Static data in a package

What is the best place for static data in a package? The data in question is Waasmaier-Kirfel table of atomic X-ray formfactors. The current solution is to place the datafile in the subfolder “data” of the “src” folder, and load it at compile time in the following way:

function load_waaskirf()
    waaskirf_filepath = joinpath(@__DIR__, "data", "f0_WaasKirf.dat")
    t=readlines(waaskirf_filepath)
    # More code...
end

const wktab=load_waaskirf()

Is this the right way of doing things? In particular, is it OK to place the data in a subfolder of “src”?

4 Likes

Depending on how big the dataset is, you might consider DataDeps.jl instead.
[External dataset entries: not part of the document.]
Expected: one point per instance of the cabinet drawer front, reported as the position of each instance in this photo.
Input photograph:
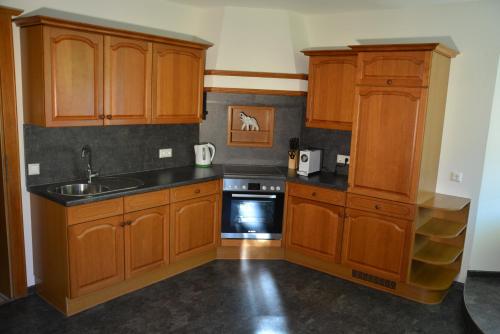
(394, 68)
(389, 208)
(194, 191)
(317, 193)
(146, 201)
(93, 211)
If it’s really big, you might also want to use JLD or some other way of storing directly as a Julia data structure so you don’t have the overhead of re-parsing it each time (DataDeps can do stuff like that too so you don’t have to store the large file in your repo)

But if it’s a relatively small file I think that’s a fine solution.

2 Likes

Thank you for the reference to DataDeps.jl, this seems to be the right way to distribute code examples using lots of data. However, in this case the data file is about 200 lines long, and its contents did not change since 1995. In this sense the data is as close to the fundamental physical constants as it gets, and distributing it with the package seems to be the right thing. The question is rather about the package layout - should we keep the data in a subfolder of “src” or elsewhere.

Incidentally, I wonder whether loading the data at compile time is OK. An alternative would be using the init() function, but it looks like the latter is considered as a fallback solution, for the cases when the compile time loading is not possible (e.g. when the package uses third part libraries needed to be initialized at runtime).

Given that it’s a small file, an alternative would be to just declare this as a constant in a julia file say waaskirf.jl with

const WAASKIRF = """
#F f0_WaasKirf.dat                                                           
#UT  Elastic Photon-Atom Scattering, relativistic form factors.
#UF0TYPE PARAMETRIZATION ; TABLE OR PARAMETRIZATION?
#UIDL xf0
(rest of the lines here)
""" # end

and then just include that in your package:

module Package
# ...
include("waaskirf.jl")
# ...
end

wherever before you had something like const WAASKIRF = read("path/to/waaskirf.dat", String).

1 Like

I would make a data/ directory and put it there. Also, declare a

data_path() = abspath(joinpath(@__DIR__, "..", "data", "constants.dat"))

function in the source.

Alternatively, depending on the format, putting it in a Matrix or Dict in the source code could be fine, too.

4 Likes

Along the lines of what @tlienart proposed, in PeriodicTable.jl and PhysicalConstants.jl we hard coded the (small) datasets.

2 Likes

I would suggest that the correct location is:

/deps/data/Constants/constants.dat

i.e. from /src/

joinpath(@__DIR__, "..",  "deps", "data", "Constants", "constants.dat"

This is where DataDeps looks for package specific data <CURRENTPKG>/deps/data/ is always on the DataDeps load path.
One can reference data there with a ManualDataDep,
but there is little need to.

Alt: and especially if it is plan text: tlienart’s suggestion is pretty solid, since it is so small.

I suggest using a raw string macro:

const WAASKIRF = raw"""
 Why use raw string  ? 
 $ are not interpolated in raw strings
 backslashed (\) are not treated as escapes -- no \n to newline 
(rest of the lines here)
""" # end
2 Likes

The main reason of not putting the data directly in a source file is to keep the data file “pristine”, as it should be for the third party component.

It seems that the common practice is either to put the static data either in “data” or in “deps/data” directory in the main package folder. I thought at first that “deps/data” is a better choice (“deps” is already a de-facto standard place for the third party stuff), but it seems that “deps” is mostly used as the placeholder for the build.jl script and the downloaded binary third party libraries. Thus “data” dubdirectory of the main folder seems to be the right place.

AFAIK there is no strong convention, so anything goes at this point. data/ is a sensible choice.

If these things get formalized later you can always change it, I would not worry too much about it.